The patient should be instructed to continue taking his/her insulin and/or oral antidiabetic
agents while ill and even when unable to eat. The omission of insulin is a common cause of
ketosis and can result in a serious condition called diabetic ketoacidosis. The patient should be
given a list of foods that contain fast acting carbohydrates that they can consume when they
experience signs and symptoms of hypoglycemia. Patients should be encouraged to seek regular
ophthalmologic examinations to detect for diabetic retinopathy. Regular dental examinations
should also be encouraged to evaluate to potential areas that can become infected and possible
oral lesions.
Summary
The teaching program for the patients with diabetes is designed to be held for six
sessions. However, the sessions can be lengthened or shortened to meet the needs of the intended
audience. These two to three hour sessions allow the patient to absorb the material that is being
taught and to be able to ask questions. The learning needs are focused on managing their glucose
levels and preventing complications of diabetes. The patient needs to be educated on the multiple
disease processes associated with diabetes and the factors affecting each of these areas.
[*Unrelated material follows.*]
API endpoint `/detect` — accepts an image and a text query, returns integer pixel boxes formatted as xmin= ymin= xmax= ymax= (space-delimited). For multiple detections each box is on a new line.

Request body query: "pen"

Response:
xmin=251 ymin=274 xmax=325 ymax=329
The
patient also needs to have the knowledge of how to manage their diabetes when they are ill and
warning signs that they are hypo/hyperglycemic. Diabetic patients should be advised to contact
their health care provider any time they are unsure what to do or have questions on how to
manage their disease.
Reference:

• College of Nurses’ of Ontario (CNO). 2009. Teaching Plan for Diabetic Patient.
• Fenn P. (2007). Assessment and Management of Abdominal Obesity in Patients With
Type II Diabetes. Nursing Standard. 21 (25), 37-44.
• Huther S. E., Brashers V. L. (2008) Alterations of Hormonal Regulation in Huether,
McCance’s Understanding Pathophysiology , 4th edition, chapter 18, 447-480.
• Lewis, S. M., Heitkemper, M. M., & Dirksen, S. R. (2006). Medical-surgical nursing in
Canada: Assessment and management of clinical problems. 1st edition. St. Louis: Mosby.
• Registered Nurses’ Association of Ontario (RNAO). 2006. Diabetic Care.